During LGBT Pride Month and every other time of the year, let us praise Bayard Rustin. Rustin was an adviser to Dr. Martin Luther King, an activist and leader who organized the 1963 March on Washington, and left an indelible mark on the Civil Rights Movement. And because he was an openly gay man, he never received his just due, too often pushed to the sidelines of our historical memory.

Committed to peace, and a stalwart antiwar activist, Rustin said his political beliefs were a result of his Quaker upbringing instilled by the grandparents who raised him. The man who said “We need, in every community, a group of angelic troublemakers” was born in West Chester, Pennsylvania, and attended Wilberforce University and Cheyney State Teachers College. He moved to New York in the 1930s and studied at City College.

Rustin resisted the military draft in 1943 based on his religion. “I am a Quaker. And as everyone knows, Quakers, for 300 years, have, on conscientious ground, been against participating in war. I was sentenced to three years in federal prison because I could not religiously and conscientiously accept killing my fellow man,” he said. The proponent of nonviolence who introduced King to Gandhi, Rustin believed that while he should obey the law, he was compelled to follow the will of God when the will of the state conflicted with God.

A Black labor organizer ahead of his time, Bayard Rustin understood the crucial link between, racial and economic justice, something which we take for granted today. For example, among his mentors was A. Philip Randolph of the Brotherhood of Sleeping Car Porters. Rustin was also involved with Dr. King in the Montgomery Bus Boycott of 1955 and 1956. Further, it is worth noting the iconic 1963 March on Washington was known as the “March for Jobs and Freedom” - as Rustin realized Black people would not find freedom and racial equality under a sluggish economy with no good jobs.


In addition, Rustin appreciated intersectionality before the term existed, and worked on a variety of civil and human rights causes during his lifetime. After all, he understood that no one is safe from intolerance as long as some people are still subjected to such treatment. While he was instrumental in forming King’s Southern Christian Leadership Conference, some civil rights leaders did not appreciate his presence, and wanted King to fire him because he was a gay man.

In the age of Black Lives Matter - when so much is thrown at the Black community and it is easy for activists to give up hope, burn out or become overwhelmed - we should remember Rustin’s plea that we never allow injustice to destroy us, even as we let injustice enrage us.

Bayard Rustin once said: “The real radical is that person who has a vision of equality and is willing to do those things that will bring reality closer to that vision.” Rustin had that vision matched with action, which made us better off for it.
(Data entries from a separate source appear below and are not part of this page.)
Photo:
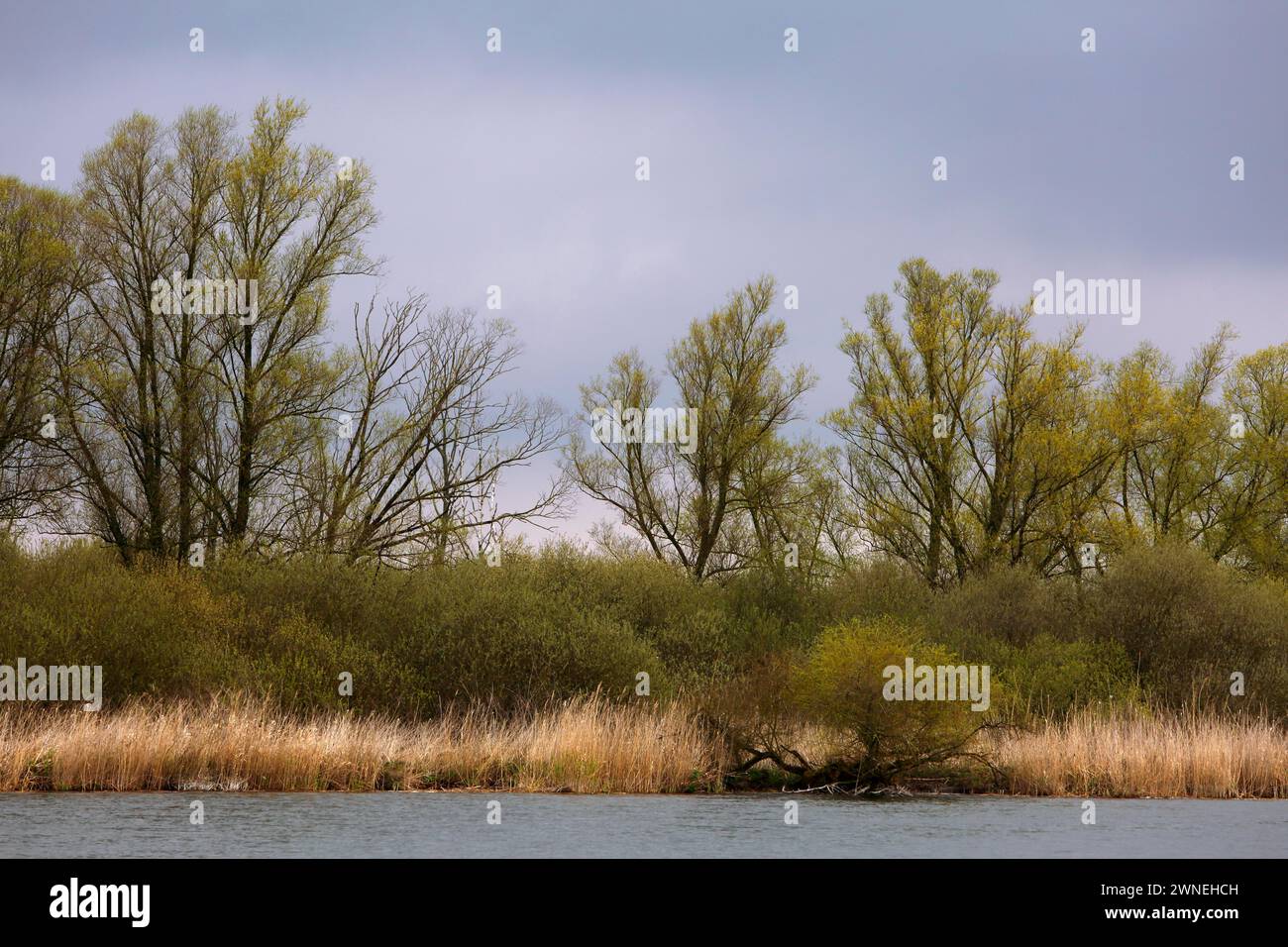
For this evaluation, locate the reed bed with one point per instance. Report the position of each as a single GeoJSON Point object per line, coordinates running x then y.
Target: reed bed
{"type": "Point", "coordinates": [1132, 754]}
{"type": "Point", "coordinates": [581, 745]}
{"type": "Point", "coordinates": [584, 745]}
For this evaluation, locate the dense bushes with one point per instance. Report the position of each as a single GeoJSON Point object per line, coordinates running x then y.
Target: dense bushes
{"type": "Point", "coordinates": [1164, 626]}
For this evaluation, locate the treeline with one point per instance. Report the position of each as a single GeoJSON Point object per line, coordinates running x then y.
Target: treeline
{"type": "Point", "coordinates": [178, 432]}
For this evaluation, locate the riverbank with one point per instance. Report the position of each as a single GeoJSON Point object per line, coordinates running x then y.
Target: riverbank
{"type": "Point", "coordinates": [590, 745]}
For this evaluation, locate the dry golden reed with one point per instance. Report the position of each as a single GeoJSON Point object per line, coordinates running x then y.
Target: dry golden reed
{"type": "Point", "coordinates": [584, 745]}
{"type": "Point", "coordinates": [1131, 754]}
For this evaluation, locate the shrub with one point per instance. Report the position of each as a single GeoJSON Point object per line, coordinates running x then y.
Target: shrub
{"type": "Point", "coordinates": [1188, 622]}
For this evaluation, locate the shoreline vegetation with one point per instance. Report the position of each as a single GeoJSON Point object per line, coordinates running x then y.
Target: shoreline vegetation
{"type": "Point", "coordinates": [325, 530]}
{"type": "Point", "coordinates": [559, 671]}
{"type": "Point", "coordinates": [591, 745]}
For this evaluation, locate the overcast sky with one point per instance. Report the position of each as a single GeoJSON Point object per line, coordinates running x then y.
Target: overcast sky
{"type": "Point", "coordinates": [518, 167]}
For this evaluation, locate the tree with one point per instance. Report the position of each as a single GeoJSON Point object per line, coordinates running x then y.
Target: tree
{"type": "Point", "coordinates": [965, 433]}
{"type": "Point", "coordinates": [295, 221]}
{"type": "Point", "coordinates": [683, 488]}
{"type": "Point", "coordinates": [38, 275]}
{"type": "Point", "coordinates": [412, 460]}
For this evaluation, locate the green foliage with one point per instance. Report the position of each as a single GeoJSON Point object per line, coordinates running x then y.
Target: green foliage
{"type": "Point", "coordinates": [1188, 624]}
{"type": "Point", "coordinates": [1164, 626]}
{"type": "Point", "coordinates": [840, 684]}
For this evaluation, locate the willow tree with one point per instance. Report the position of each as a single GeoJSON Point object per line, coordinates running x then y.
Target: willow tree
{"type": "Point", "coordinates": [686, 497]}
{"type": "Point", "coordinates": [966, 437]}
{"type": "Point", "coordinates": [39, 273]}
{"type": "Point", "coordinates": [295, 221]}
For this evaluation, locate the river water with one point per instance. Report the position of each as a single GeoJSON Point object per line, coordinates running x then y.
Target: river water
{"type": "Point", "coordinates": [73, 825]}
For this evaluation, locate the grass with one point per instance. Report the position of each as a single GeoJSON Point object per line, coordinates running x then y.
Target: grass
{"type": "Point", "coordinates": [583, 745]}
{"type": "Point", "coordinates": [1131, 754]}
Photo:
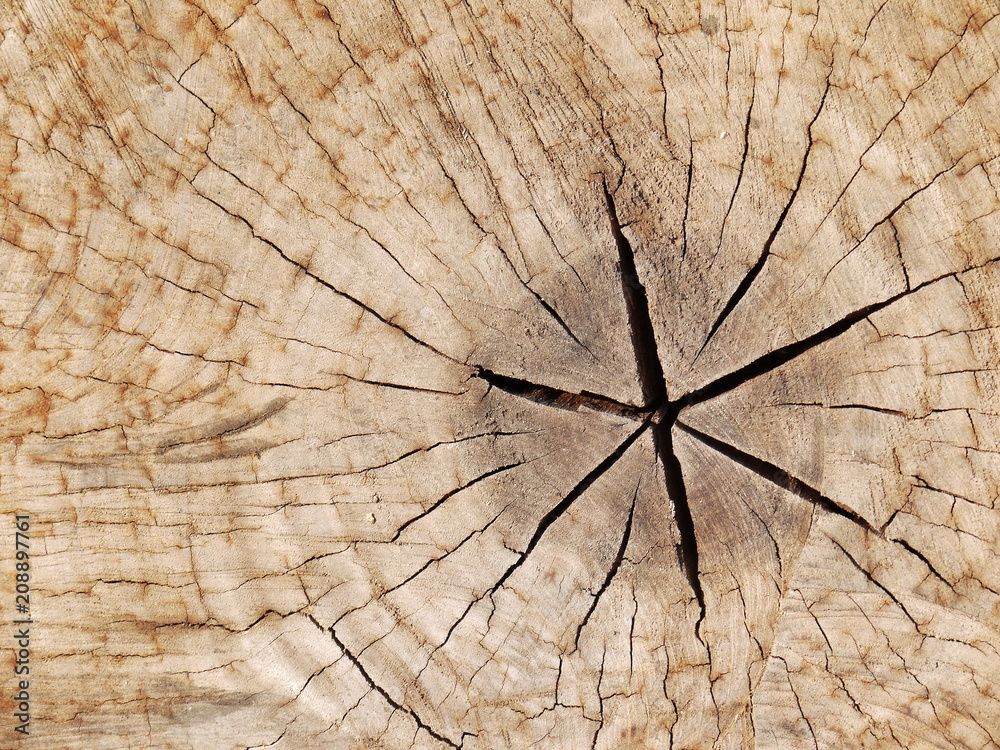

David A. Love, JD - Serves

BlackCommentator.com as Executive

Editor. He is a journalist, commentator,

human rights advocate, a Professor at

the Rutgers University School of

Communication and Information based in

Philadelphia, a contributor to Four

Hundred Souls: A Community History of

African America, 1619-2019, The

Washington Post, theGrio,

AtlantaBlackStar, The Progressive,

CNN.com, Morpheus, NewsWorks and

The Huffington Post. He also blogs at

davidalove.com. Contact Mr. Love and

BC.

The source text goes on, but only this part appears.